※本稿は、片田珠美『自己正当化という病』(祥伝社新書)の一部を再編集したものです。
自分も悪いと認めるのが大人のふるまいだが…
誰だって自分が悪いとは思いたくない。これは誰にでも自己愛がある限り仕方ないことで、こうした傾向は各人の自己愛の強さに比例する。だから、何かうまくいかないことがあると、その原因をまず外部に探し求める人がほとんどだ。
とはいえ、問題を解決して状況を少しでも改善するには、目の前の現実を直視することが第一歩になる。そのうえで、自分にも責任の一端があると気づいたら、自分自身にも悪いところがあると認めるのが大人のふるまいだと私は思う。
ところが、それができず、他人や社会のせいにして文句ばかり言う人が多い。このように何でも責任転嫁する他責的傾向が強く、自己正当化ばかりする人が最近増えているように見える。
一体なぜなのか。本稿では、その背景にある社会的要因を分析したい。
「自分は被害者」と互いに不満と怒りを募らせる
現在の日本社会には「自分は割を食っている」と被害者意識を抱いている人が多い。みな互いに被害者意識を抱き、不満と怒りを募らせているように見える。

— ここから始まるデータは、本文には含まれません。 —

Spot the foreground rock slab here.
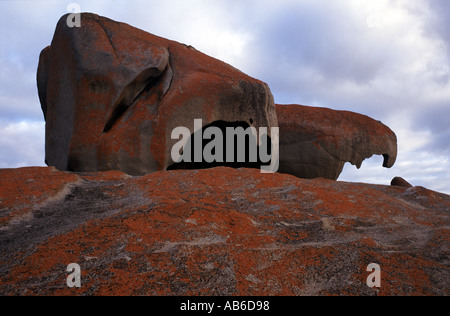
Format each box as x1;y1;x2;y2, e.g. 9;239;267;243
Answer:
0;168;450;295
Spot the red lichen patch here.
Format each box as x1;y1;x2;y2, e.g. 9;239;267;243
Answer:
0;167;80;225
0;168;450;295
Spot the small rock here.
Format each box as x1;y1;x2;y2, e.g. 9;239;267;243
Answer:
391;177;413;188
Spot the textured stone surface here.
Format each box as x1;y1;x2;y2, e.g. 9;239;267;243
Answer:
276;105;397;180
0;167;450;295
37;13;277;175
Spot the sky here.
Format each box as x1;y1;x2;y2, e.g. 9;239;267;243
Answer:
0;0;450;194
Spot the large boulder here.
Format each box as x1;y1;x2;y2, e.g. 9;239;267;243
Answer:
37;13;277;175
276;104;397;180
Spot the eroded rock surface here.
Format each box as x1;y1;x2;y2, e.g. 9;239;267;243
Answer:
37;13;277;175
0;167;450;296
276;104;397;180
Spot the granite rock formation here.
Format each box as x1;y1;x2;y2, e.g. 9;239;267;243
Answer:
0;167;450;296
37;13;277;175
276;104;397;180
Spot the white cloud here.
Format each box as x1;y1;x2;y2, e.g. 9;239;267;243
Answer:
0;122;45;168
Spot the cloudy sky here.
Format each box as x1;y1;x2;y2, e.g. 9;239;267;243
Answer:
0;0;450;194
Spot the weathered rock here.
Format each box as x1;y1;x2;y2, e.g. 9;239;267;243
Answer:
37;14;277;175
276;105;397;180
0;168;450;296
391;177;412;188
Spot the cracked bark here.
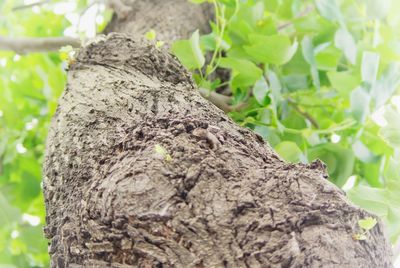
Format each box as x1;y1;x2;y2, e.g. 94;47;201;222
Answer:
43;0;391;268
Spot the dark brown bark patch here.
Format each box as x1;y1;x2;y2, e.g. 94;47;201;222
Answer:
44;34;391;268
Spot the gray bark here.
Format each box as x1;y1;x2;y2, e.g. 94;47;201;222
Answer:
43;0;391;268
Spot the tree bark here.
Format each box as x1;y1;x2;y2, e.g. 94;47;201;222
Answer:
43;0;391;268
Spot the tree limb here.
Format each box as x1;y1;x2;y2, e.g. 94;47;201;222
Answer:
0;36;81;54
11;0;50;11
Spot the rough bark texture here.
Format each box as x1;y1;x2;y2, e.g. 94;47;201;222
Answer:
44;1;391;268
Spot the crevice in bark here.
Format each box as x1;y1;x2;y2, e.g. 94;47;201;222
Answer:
44;34;390;267
43;0;391;268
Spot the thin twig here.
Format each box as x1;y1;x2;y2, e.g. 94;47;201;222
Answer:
11;0;50;11
0;36;81;54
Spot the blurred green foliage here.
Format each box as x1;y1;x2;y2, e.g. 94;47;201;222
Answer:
0;0;110;268
172;0;400;247
0;0;400;267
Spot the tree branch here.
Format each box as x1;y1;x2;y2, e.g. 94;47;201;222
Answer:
0;36;81;54
11;0;50;11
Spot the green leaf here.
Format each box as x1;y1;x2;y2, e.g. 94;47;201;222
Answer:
301;36;321;90
350;87;371;123
145;29;156;40
379;106;400;148
219;57;262;87
358;217;377;231
253;77;269;106
244;34;298;65
327;72;360;96
307;143;355;187
171;30;205;70
335;28;357;64
361;51;380;86
315;0;344;25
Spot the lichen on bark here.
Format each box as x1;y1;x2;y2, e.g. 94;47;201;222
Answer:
43;0;391;267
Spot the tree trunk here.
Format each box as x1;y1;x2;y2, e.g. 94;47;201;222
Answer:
43;0;391;268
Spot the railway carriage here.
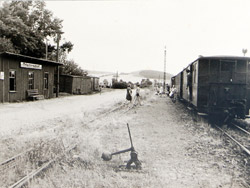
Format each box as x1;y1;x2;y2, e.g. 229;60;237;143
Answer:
172;56;250;121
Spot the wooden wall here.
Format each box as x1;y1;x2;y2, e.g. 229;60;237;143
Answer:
0;56;55;102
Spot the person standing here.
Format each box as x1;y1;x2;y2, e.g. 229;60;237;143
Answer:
126;85;132;102
134;85;141;106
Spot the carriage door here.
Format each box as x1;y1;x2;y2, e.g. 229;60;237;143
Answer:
180;72;184;99
43;72;49;99
220;60;236;83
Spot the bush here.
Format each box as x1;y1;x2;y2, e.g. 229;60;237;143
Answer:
112;82;127;89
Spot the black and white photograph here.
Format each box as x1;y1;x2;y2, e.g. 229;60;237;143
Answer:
0;0;250;188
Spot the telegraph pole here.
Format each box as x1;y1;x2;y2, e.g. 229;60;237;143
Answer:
163;46;167;94
56;33;61;97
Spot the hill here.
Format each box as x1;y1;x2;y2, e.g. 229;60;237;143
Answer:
131;70;173;80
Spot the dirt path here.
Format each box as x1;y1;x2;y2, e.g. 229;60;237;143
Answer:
0;89;249;188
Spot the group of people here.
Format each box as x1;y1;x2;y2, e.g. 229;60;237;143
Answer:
156;84;177;99
126;85;141;106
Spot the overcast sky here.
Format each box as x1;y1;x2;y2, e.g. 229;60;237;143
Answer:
46;0;250;74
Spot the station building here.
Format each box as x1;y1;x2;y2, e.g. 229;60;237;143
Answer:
0;52;62;102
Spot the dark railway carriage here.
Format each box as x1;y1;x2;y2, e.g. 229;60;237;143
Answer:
172;56;250;120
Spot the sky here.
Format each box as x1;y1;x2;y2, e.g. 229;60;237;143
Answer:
46;0;250;75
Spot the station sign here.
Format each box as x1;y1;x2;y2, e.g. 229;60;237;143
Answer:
0;72;4;80
20;62;42;70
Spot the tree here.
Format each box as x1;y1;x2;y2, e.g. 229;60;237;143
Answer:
61;60;88;76
0;1;73;60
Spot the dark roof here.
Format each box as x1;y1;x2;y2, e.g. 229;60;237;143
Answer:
198;55;250;60
60;74;91;78
0;52;63;65
192;55;250;65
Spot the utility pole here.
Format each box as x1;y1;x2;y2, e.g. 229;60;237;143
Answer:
163;46;167;94
56;33;61;97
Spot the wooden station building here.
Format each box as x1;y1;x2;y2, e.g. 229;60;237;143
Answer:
0;52;62;102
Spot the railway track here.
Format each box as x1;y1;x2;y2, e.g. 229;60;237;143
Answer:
0;103;133;188
214;124;250;156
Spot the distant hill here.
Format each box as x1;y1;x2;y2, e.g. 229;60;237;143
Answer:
87;70;114;77
131;70;173;80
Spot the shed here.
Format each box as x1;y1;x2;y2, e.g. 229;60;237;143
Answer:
0;52;62;102
60;75;92;94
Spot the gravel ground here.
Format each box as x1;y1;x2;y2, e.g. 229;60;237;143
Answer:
1;90;250;188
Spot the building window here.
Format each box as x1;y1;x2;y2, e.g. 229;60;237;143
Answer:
44;72;49;89
9;70;16;91
28;72;34;89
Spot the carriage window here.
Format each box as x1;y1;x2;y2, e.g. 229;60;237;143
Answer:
199;59;209;75
44;72;49;89
221;60;234;71
9;71;16;91
210;59;220;74
28;72;34;89
237;60;246;72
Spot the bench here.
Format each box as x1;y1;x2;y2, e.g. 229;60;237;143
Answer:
27;89;44;101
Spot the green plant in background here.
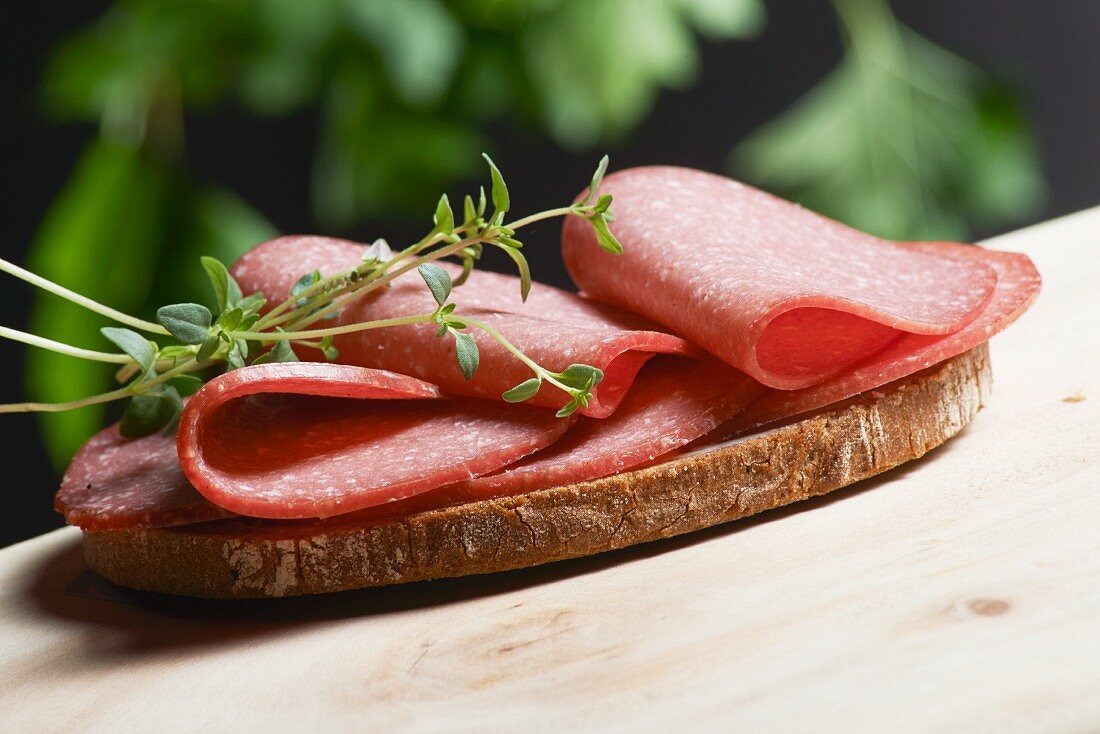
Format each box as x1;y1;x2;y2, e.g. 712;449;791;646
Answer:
28;0;763;467
732;0;1045;240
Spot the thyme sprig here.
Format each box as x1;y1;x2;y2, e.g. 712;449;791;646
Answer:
0;155;623;436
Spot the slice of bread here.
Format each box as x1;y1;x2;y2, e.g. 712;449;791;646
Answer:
84;344;992;599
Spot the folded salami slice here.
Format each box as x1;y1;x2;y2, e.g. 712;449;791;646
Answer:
177;362;571;519
719;242;1042;436
233;237;701;417
563;167;997;390
404;357;767;506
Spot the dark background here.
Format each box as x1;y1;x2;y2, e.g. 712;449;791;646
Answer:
0;0;1100;546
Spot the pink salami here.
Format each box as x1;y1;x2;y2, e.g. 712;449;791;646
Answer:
563;167;998;390
400;357;766;506
54;426;233;530
177;362;570;519
233;237;700;417
722;242;1042;435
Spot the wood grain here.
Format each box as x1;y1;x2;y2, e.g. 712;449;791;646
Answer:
0;210;1100;733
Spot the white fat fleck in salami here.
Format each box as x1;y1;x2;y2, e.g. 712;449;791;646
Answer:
233;237;701;417
563;167;998;390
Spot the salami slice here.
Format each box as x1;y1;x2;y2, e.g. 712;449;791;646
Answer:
54;426;233;530
719;242;1042;436
177;362;570;519
233;237;700;417
563;167;998;390
411;357;766;506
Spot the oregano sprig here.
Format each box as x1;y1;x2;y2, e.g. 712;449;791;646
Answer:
0;155;623;436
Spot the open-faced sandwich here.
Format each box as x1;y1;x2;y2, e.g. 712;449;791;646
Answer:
12;159;1040;598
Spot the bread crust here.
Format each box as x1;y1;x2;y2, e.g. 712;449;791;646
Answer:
84;344;992;599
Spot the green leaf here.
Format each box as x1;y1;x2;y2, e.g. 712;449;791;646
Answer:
432;194;454;232
23;142;166;470
554;364;604;390
501;377;542;403
321;337;340;360
119;385;184;438
554;397;581;418
158;187;278;313
584;155;611;202
226;339;249;372
237;291;267;315
252;340;300;364
501;248;531;303
290;270;321;306
462;194;477;224
453;331;481;380
482;153;512;213
195;333;222;362
99;326;156;372
417;263;451;307
216;307;244;331
589;215;623;255
156;304;211;344
199;255;243;311
730;0;1044;240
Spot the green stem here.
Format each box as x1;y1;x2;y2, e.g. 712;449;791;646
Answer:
0;387;133;413
275;235;485;328
0;360;210;414
0;259;168;336
505;206;592;230
0;326;133;364
226;313;436;341
454;315;581;395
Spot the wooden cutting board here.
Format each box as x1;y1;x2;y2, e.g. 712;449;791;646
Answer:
0;208;1100;732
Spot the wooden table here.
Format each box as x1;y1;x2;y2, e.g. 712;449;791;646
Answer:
0;209;1100;732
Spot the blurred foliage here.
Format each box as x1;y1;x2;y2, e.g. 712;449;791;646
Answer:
28;0;1043;467
28;0;763;467
732;0;1045;240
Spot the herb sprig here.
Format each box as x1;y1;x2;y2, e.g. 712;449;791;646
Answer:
0;155;623;436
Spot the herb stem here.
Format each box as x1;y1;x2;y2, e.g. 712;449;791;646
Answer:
505;206;584;229
226;313;436;341
0;259;168;336
0;326;133;364
0;387;133;413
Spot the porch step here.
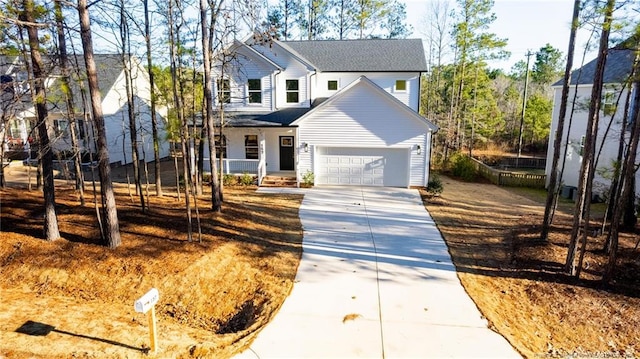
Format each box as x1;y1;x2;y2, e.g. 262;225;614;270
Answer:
260;175;297;187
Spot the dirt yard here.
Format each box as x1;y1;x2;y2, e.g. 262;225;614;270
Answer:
427;177;640;358
0;164;302;358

たとえば、非正規社員と正社員の間の軋轢である。非正規社員は「正社員は高い給料をもらっているくせに、ろくに働かず、面倒な仕事は全部私たちに押しつける。それなのに、仕事がなくなったら真っ先に切られるのは私たち」と愚痴をこぼす。
一方、正社員は「非正規社員には、責任感のない人が多い。注意したら、次の日から来なくなる。それに残業もしないので、何かあったら私たちが尻拭ぬぐいをさせられる」と不満を漏らす。
同様の関係は、育休明けで時短勤務をしている女性社員と独身の女性社員の間にもあるように見受けられる。時短勤務の女性社員が「勤務時間は短いのに、フルタイム勤務と同じ成果が求められる。そのくせ、給料は少ない。
育児、家事、仕事で大変な思いをしているのに、早く帰るときに白い目で見られて、腹が立つ」と愚痴をこぼせば、独身の女性社員も「時短勤務の社員が早く帰るので、その分私たちの仕事が増える。こっちが尻拭いしてあげているのに、そのことへの感謝もないので、報われない」と不満を漏らす。